KH: I’m sure the stories they have to tell, and the perspectives that they have, are going to be rich, interesting, intriguing and exciting.

EH: What is it about the medium of theater that some of us find so engaging?

KH: It is an immediate two-way conversation. I actually feel that theater is going to become more important as we progress in the 21st century. Film and TV are one-way communication. People have worked hard to craft a moment: To make it look exactly the way they want; to have the special effects; the explosions; the sounds. It’s fantastic, but it never changes.

Face-to-face interaction is right there in theater. It’s two-way communication. As an audience member, the things you find funny, the things you find sexy, the things you find scary: You are giving me (the actor) all that information in real time. My performance is being changed by this. The performance that I give on Thursday night is going to be completely different than the performance that I give on Friday night, because there is a completely different group of people in the audience, and they’re going to be affected in a completely different way. The art is the same art, but the art changes all of the time.

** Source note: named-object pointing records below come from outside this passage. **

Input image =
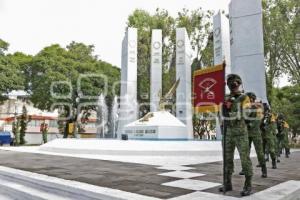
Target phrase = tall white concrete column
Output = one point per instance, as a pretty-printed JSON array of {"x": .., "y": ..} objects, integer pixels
[
  {"x": 247, "y": 46},
  {"x": 221, "y": 41},
  {"x": 128, "y": 99},
  {"x": 221, "y": 50},
  {"x": 156, "y": 69},
  {"x": 183, "y": 72}
]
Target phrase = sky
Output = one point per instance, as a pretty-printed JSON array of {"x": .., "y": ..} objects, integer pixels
[{"x": 30, "y": 25}]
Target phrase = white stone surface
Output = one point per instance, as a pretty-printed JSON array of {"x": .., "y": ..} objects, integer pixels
[
  {"x": 221, "y": 50},
  {"x": 181, "y": 174},
  {"x": 156, "y": 69},
  {"x": 190, "y": 184},
  {"x": 171, "y": 155},
  {"x": 183, "y": 72},
  {"x": 175, "y": 168},
  {"x": 247, "y": 47},
  {"x": 286, "y": 191},
  {"x": 221, "y": 41},
  {"x": 128, "y": 98},
  {"x": 162, "y": 125},
  {"x": 203, "y": 196}
]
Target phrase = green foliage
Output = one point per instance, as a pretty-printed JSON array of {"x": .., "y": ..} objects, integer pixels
[
  {"x": 281, "y": 39},
  {"x": 11, "y": 76},
  {"x": 198, "y": 25},
  {"x": 3, "y": 46},
  {"x": 74, "y": 75},
  {"x": 287, "y": 101}
]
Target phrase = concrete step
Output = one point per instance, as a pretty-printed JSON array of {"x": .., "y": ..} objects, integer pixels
[{"x": 23, "y": 185}]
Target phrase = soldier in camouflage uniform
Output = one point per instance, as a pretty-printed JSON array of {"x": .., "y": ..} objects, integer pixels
[
  {"x": 253, "y": 124},
  {"x": 282, "y": 135},
  {"x": 269, "y": 139},
  {"x": 234, "y": 109},
  {"x": 286, "y": 139}
]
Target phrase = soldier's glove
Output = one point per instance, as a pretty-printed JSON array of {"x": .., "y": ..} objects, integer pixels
[{"x": 228, "y": 104}]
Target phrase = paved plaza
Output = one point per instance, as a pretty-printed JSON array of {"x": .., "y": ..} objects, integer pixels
[{"x": 183, "y": 182}]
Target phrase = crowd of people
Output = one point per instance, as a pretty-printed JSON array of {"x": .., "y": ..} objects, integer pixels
[{"x": 247, "y": 121}]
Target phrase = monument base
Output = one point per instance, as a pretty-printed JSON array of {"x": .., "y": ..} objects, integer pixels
[{"x": 157, "y": 126}]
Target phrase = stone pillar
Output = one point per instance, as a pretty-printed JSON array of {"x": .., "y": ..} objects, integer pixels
[
  {"x": 247, "y": 46},
  {"x": 128, "y": 99},
  {"x": 183, "y": 72},
  {"x": 156, "y": 69},
  {"x": 221, "y": 41},
  {"x": 221, "y": 50}
]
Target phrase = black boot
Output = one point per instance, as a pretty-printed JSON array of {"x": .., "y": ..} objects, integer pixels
[
  {"x": 247, "y": 187},
  {"x": 228, "y": 185},
  {"x": 274, "y": 166},
  {"x": 264, "y": 171}
]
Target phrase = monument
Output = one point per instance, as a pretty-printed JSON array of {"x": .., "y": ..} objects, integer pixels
[
  {"x": 247, "y": 46},
  {"x": 159, "y": 123},
  {"x": 221, "y": 50},
  {"x": 128, "y": 98},
  {"x": 183, "y": 72},
  {"x": 156, "y": 69},
  {"x": 221, "y": 41}
]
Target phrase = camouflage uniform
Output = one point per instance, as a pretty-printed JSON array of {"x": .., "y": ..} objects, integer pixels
[
  {"x": 236, "y": 136},
  {"x": 253, "y": 125},
  {"x": 285, "y": 143},
  {"x": 280, "y": 134}
]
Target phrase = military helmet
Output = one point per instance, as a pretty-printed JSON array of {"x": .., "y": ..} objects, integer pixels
[
  {"x": 251, "y": 95},
  {"x": 234, "y": 77}
]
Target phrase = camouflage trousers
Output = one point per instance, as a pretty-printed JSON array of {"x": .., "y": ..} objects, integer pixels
[
  {"x": 269, "y": 144},
  {"x": 258, "y": 145},
  {"x": 242, "y": 144},
  {"x": 279, "y": 144}
]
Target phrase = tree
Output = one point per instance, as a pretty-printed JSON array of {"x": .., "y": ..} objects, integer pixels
[
  {"x": 198, "y": 25},
  {"x": 70, "y": 79},
  {"x": 144, "y": 22},
  {"x": 281, "y": 39},
  {"x": 11, "y": 77}
]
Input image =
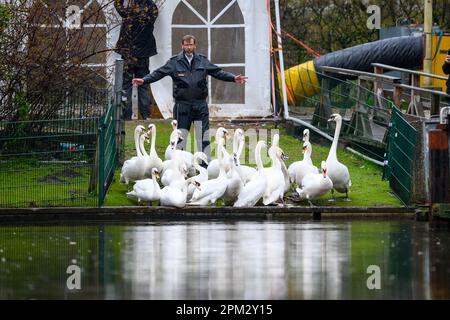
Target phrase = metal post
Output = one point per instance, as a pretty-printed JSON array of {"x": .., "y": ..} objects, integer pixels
[
  {"x": 280, "y": 53},
  {"x": 428, "y": 26},
  {"x": 120, "y": 125}
]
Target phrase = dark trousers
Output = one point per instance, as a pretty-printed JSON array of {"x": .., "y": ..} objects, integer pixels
[
  {"x": 135, "y": 68},
  {"x": 194, "y": 111}
]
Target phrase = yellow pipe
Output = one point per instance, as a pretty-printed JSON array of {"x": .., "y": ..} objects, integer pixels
[{"x": 301, "y": 81}]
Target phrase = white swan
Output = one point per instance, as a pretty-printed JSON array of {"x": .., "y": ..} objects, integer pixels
[
  {"x": 214, "y": 167},
  {"x": 337, "y": 171},
  {"x": 134, "y": 169},
  {"x": 275, "y": 177},
  {"x": 211, "y": 190},
  {"x": 203, "y": 173},
  {"x": 153, "y": 161},
  {"x": 174, "y": 170},
  {"x": 172, "y": 196},
  {"x": 168, "y": 153},
  {"x": 147, "y": 190},
  {"x": 245, "y": 172},
  {"x": 315, "y": 185},
  {"x": 234, "y": 183},
  {"x": 255, "y": 188},
  {"x": 305, "y": 166},
  {"x": 306, "y": 158}
]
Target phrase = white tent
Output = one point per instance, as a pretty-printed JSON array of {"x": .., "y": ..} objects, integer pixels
[{"x": 233, "y": 34}]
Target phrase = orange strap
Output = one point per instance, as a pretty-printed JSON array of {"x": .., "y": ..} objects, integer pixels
[{"x": 308, "y": 49}]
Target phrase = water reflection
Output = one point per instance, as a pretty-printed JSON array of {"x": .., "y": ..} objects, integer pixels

There is something so fantastically human about an audience, watching actual people tell a story in real time. Even though technology is so great, and it allows us to do so many things, there’s still a barrier there. We still can’t quite reach through it and touch a person. Here you can. Theater lets you do that.

I feel that we’re on the brink of theater becoming even more important because of that. I think that we need to look at how we let people access it, to make sure that it’s not something that only “rich” people can do, only “cultured” people can do. We’ve got to look at ways that people can access it. But I feel that theater is going to be an important part of the 21st century, because it gives us something that other entertainment mediums can’t.

There are more playwrights out there than ever before who are trying to get their work done, and there is more of an interest in new work. We (at ANPF) are hoping to get to a point where we can be a place where we workshop plays. We are lucky to be in Ashland, with a core group of readers and volunteers who are passionate about theater and love being part of the process of creating new plays.

We are also in a town with a ton of literate theater-goers who are passionate about plays. I think that there’s an audience for people seeing plays that are in process. I would love to see us get to is where we workshop plays in front of a safe and friendly, knowledgeable audience. I feel that’s a real service that we can do. That’s the long term hope. It’s about the process of creating.